5. Extensions: Log-CCDM and Multiplication-Free Approaches

Recent work has addressed the computational overhead from high-precision multiplications and divisions inherent in FPA-CCDM. The "Log-CCDM" construction implements distribution matching based on lookup tables and purely additive log-domain arithmetic, replacing every multiplication/division by LUT indexing and addition/subtraction (Gültekin et al., 2022).

Log-CCDM employs three LUTs: the first stores exponentially spaced intervals, while the others realize approximate log-times and log-divide operations. The required arithmetic precision grows only logarithmically with $n$ , not linearly, and storage requirements are reduced to a few kilobytes (e.g., $<$ 4 kB for $n=1024$ ), while achieving sub-$0.01$ bit/symbol rate loss (Gültekin et al., 2022).

6. Numerical Performance, Rate Recovery, and Invertibility

Empirical results across both standard and log-domain FPA-CCDM show that, for moderate to large $m$ , rate loss and normalized divergence both decay rapidly as $n$ or $m$ increase.

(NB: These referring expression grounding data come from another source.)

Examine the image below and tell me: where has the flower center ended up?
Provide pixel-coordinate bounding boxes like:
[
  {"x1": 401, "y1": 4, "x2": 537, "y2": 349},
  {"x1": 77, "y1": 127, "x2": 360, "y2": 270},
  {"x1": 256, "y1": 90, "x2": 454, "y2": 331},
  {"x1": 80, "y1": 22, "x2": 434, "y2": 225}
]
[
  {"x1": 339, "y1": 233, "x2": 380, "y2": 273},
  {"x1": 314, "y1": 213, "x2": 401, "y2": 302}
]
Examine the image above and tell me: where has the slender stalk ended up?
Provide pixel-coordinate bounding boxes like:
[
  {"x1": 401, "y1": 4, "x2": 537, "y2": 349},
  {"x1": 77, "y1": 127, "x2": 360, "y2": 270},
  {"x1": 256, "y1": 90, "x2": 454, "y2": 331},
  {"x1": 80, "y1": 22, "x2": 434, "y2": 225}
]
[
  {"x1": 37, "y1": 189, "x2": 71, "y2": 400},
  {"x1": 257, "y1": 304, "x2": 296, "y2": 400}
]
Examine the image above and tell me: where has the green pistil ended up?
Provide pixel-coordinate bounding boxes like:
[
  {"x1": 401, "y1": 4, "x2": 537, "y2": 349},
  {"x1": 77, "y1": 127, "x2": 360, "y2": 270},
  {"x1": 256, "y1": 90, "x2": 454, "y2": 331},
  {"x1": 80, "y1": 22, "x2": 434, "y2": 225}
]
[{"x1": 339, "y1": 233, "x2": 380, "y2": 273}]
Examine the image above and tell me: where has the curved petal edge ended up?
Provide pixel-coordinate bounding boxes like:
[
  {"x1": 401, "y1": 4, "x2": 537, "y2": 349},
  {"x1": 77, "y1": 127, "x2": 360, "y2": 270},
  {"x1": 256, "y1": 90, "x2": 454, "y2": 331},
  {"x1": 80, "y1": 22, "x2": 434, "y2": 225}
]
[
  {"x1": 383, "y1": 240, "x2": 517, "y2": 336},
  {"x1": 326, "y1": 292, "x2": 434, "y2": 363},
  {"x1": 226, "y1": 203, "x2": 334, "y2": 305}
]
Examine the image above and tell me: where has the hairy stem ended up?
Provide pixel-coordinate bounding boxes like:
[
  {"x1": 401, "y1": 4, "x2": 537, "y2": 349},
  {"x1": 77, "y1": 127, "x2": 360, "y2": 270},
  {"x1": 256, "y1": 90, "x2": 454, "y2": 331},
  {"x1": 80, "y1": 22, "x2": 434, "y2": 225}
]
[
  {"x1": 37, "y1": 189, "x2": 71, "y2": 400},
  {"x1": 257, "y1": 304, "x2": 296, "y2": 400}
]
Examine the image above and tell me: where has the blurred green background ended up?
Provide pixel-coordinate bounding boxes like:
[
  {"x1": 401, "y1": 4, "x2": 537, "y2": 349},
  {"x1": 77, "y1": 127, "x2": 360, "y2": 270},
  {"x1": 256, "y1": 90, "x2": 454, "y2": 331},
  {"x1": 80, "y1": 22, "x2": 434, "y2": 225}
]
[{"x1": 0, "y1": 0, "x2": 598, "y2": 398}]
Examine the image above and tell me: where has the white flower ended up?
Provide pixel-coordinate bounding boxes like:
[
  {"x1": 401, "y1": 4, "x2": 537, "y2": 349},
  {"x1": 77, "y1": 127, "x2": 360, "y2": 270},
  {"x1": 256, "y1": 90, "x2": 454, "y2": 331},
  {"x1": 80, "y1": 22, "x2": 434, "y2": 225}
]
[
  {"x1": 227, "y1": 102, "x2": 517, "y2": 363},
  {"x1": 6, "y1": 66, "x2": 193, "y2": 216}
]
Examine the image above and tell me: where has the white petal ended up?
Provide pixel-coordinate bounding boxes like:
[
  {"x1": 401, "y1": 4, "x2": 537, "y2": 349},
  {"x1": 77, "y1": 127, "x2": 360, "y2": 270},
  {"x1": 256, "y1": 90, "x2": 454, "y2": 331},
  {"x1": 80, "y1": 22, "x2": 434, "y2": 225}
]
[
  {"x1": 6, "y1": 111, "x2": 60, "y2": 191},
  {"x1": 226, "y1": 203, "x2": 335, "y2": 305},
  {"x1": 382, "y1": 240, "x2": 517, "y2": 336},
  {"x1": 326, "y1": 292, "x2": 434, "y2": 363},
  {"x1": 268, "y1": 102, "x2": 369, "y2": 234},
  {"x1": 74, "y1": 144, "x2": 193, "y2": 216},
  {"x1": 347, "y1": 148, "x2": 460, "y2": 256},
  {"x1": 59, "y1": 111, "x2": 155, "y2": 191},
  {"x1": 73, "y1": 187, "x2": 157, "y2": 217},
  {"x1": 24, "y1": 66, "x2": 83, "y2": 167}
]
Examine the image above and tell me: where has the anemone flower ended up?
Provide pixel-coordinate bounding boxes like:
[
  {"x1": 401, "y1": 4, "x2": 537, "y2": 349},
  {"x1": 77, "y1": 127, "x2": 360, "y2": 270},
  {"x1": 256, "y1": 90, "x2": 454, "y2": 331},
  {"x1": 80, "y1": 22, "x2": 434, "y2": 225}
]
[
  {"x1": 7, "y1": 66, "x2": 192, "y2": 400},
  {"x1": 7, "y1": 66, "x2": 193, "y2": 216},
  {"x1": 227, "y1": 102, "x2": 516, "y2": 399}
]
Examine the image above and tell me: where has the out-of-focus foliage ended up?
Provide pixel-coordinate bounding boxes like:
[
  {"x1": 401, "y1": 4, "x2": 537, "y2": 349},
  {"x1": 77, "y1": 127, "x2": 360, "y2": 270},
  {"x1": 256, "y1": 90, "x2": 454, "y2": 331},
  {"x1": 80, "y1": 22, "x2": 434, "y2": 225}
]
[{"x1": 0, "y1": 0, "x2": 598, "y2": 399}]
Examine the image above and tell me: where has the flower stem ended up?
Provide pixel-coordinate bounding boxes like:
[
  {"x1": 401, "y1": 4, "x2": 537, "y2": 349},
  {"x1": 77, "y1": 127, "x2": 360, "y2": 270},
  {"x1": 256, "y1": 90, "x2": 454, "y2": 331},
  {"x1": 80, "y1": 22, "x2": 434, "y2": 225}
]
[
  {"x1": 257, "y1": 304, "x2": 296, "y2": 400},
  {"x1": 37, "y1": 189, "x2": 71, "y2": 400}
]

For $|\mathcal{A}|=16$ , $w=12,18$ bits, and $n \lesssim 10^4$ , the observed rate tracks the full-precision limit (Shannon entropy of $P_A$ ) within $\sim 0.01$ bits/symbol (Pikus et al., 2019, Gültekin et al., 2022).

Invertibility is guaranteed due to the precise interval rounding (always on endpoints, not widths), and because the partitioning property of intervals is preserved at every step in both encoding and decoding. This condition is satisfied provided the mantissa $\hat{y}(s)$ remains above $2^{w}$ and interval underflow conditions do not occur (Pikus et al., 2019, Schulte et al., 2015).

7. Practical Deployment and System Considerations

FPA-CCDM’s modularity and rigorously bounded rate loss have made it foundational for modern communication system components requiring precise distribution control, including high-throughput probabilistic shaping engines for both block and streaming applications. FPGA and ASIC implementations leverage moderate arithmetic precision and exploit the $O(m \log n)$ state storage to enable scalable, hardware-efficient deployment (Pikus et al., 2019, Gültekin et al., 2022).

In summary, FPA-CCDM enables fully invertible, near-optimal fixed-to-fixed length shaping via arithmetic coding under finite-precision constraints, with mathematically bounded rate loss and manageable computational and memory requirements over a broad regime of signal shaping scenarios.